In his story, ‘Don’t Blame Anyone’, Julio Cortázar depicts one man’s interminable struggle to put on a jumper. The man is supposed to be meeting his wife at a store, and it is cold outside, so he reaches for a jumper before leaving his flat. The ensuing tangle suspends him in a permanent state of paralysis. Any gains he makes, as when his right hand comes out into the open, are soon undone – it turns out that freeing this hand comes at the cost of trapping his head, for his head is stuck up a sleeve and his right hand is in fact where his head should be. His right hand frequently disobeys, even, at times, attacks him, so that cause and effect are drastically off kilter. The man spends the story contemplating whether he should take off the jumper and start again or go on forcing himself through. He opts for the latter. By the end he has not freed himself.

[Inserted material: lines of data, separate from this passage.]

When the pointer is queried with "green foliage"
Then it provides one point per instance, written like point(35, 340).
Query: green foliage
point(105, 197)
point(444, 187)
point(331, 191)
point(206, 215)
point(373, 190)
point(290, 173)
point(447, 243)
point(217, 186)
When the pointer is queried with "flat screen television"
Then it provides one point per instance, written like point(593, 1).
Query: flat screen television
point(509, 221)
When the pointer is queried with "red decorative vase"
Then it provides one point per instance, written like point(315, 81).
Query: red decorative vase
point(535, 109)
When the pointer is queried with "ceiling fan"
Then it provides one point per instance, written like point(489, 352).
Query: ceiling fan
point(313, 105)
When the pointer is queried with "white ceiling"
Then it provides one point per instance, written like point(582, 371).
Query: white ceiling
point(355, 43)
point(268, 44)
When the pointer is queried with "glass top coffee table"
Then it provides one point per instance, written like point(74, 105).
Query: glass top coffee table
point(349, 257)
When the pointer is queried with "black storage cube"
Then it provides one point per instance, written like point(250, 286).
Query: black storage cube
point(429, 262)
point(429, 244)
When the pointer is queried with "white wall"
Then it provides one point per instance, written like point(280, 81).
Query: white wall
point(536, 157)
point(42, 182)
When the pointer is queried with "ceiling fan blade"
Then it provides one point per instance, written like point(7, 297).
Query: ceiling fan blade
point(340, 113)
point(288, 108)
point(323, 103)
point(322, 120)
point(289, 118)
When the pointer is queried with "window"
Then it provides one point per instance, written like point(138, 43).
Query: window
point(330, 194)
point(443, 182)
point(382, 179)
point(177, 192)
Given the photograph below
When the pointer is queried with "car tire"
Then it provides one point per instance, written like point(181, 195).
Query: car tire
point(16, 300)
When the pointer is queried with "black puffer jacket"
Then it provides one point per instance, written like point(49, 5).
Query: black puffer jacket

When I’m asked what Long COVID is like, it’s tempting to tell people to read Cortázar’s parable, because it is close to articulating the experience of living with this illness. Like Cortázar’s deeply unheroic hero, the Long COVID patient is condemned to a sudden upheaval that traps him in the home and locks him in perpetual combat with an oddly intimate enemy that engulfs and incapacitates him. Any improvements are quickly subverted by complications that become more entrenched the more he attempts to alleviate them, and, crucially, his body has turned against itself. All the while baffled family members wait offstage, wondering what on earth is taking so long.